Backpressure — when producers outrun consumers
Backpressure is the system's way of saying "slow down" when demand exceeds the rate work can be absorbed. Without it, an overwhelmed consumer has only bad options: buffer until it runs out of memory and crashes, or silently drop data. The goal is to push the pressure back toward the source in a controlled way.
How the two broker models handle it:
- Logs (Kafka) have built-in backpressure by design. The log is durably retained on disk, and consumers pull at their own pace. A slow consumer simply has growing consumer lag (offset behind log end) — the producer is never blocked, and nothing is lost as long as the data is within retention. Lag is the metric you alarm on; the fix is more consumers/partitions or faster processing.
- Queues (RabbitMQ) must bound the buffer and apply flow control. Mechanisms: a prefetch / QoS limit (how many un-acked messages a consumer holds at once), queue length limits with an overflow policy (reject-publish or drop-head), and TCP-level flow control that slows publishers when memory/disk alarms fire.
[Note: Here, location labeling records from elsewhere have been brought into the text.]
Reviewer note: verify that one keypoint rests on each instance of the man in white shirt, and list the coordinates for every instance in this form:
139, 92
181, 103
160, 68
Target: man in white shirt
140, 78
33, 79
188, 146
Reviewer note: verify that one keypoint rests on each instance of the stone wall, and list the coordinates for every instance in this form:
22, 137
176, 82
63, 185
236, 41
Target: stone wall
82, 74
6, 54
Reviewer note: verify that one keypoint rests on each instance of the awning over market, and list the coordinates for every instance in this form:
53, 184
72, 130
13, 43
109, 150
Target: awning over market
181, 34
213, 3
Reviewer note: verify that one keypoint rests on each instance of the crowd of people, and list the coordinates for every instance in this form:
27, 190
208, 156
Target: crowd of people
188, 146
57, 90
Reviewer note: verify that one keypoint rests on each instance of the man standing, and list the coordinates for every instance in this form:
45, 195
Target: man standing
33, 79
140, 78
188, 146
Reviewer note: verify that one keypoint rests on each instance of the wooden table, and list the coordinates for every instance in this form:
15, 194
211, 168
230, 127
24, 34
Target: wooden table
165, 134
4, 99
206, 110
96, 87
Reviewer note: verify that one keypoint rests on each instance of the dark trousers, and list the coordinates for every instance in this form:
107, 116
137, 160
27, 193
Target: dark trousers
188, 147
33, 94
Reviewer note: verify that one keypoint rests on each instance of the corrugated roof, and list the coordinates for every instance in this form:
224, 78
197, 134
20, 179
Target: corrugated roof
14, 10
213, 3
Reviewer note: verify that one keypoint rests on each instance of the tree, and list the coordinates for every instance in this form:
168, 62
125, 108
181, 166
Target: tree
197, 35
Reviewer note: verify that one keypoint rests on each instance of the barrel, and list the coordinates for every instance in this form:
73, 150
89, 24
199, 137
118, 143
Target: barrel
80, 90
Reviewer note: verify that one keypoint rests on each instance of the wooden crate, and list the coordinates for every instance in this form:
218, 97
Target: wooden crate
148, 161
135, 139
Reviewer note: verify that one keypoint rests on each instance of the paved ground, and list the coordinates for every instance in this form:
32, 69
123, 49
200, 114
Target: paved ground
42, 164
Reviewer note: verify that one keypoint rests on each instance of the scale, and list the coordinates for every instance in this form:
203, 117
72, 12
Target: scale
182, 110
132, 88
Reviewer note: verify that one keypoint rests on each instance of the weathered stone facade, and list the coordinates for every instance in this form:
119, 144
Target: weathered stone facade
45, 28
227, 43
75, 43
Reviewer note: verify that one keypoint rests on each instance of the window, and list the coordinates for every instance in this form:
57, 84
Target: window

Strategies, from gentlest to harshest:
| Strategy | What it does | When |
|---|---|---|
| Buffer | Absorb the spike (disk in Kafka, bounded queue in RabbitMQ) | Short bursts |
| Throttle producer | Signal/slow the source (flow control, rate limit) | Sustained overload, source can wait |
| Scale consumers | Add workers / partitions to raise drain rate | Sustained load, work parallelizes |
| Shed load | Drop or sample lower-priority messages | Protecting the system is worth losing some data |
The cardinal rule: never let an unbounded queue grow until OOM. Pick an explicit overflow policy.
Dead-letter queues — when a message can't succeed
A dead-letter queue (DLQ) is a separate destination where messages go when they cannot be processed successfully after retries. The point is to get a poison message out of the main flow so it stops blocking everything behind it, while preserving it for inspection instead of dropping it.
A message is dead-lettered when it:
- fails processing repeatedly (exceeds a max-retry / max-delivery count),
- expires (TTL elapsed), or
- can't be routed / the queue is full.
Why it matters especially for logs: in Kafka, a single poison record at an offset can block the whole partition if the consumer keeps failing and refusing to advance the offset (head-of-line blocking). The pattern is: retry a bounded number of times (often with backoff via a retry topic), then publish the record to a DLQ topic and commit the offset so the partition keeps moving.
Distinguishing transient vs permanent failures
The retry-then-DLQ logic should distinguish a transient failure (downstream timeout, 503 → worth retrying with backoff) from a permanent one (malformed payload, validation error → no number of retries will help, DLQ immediately). Retrying permanent failures just wastes capacity and delays the obvious dead-letter.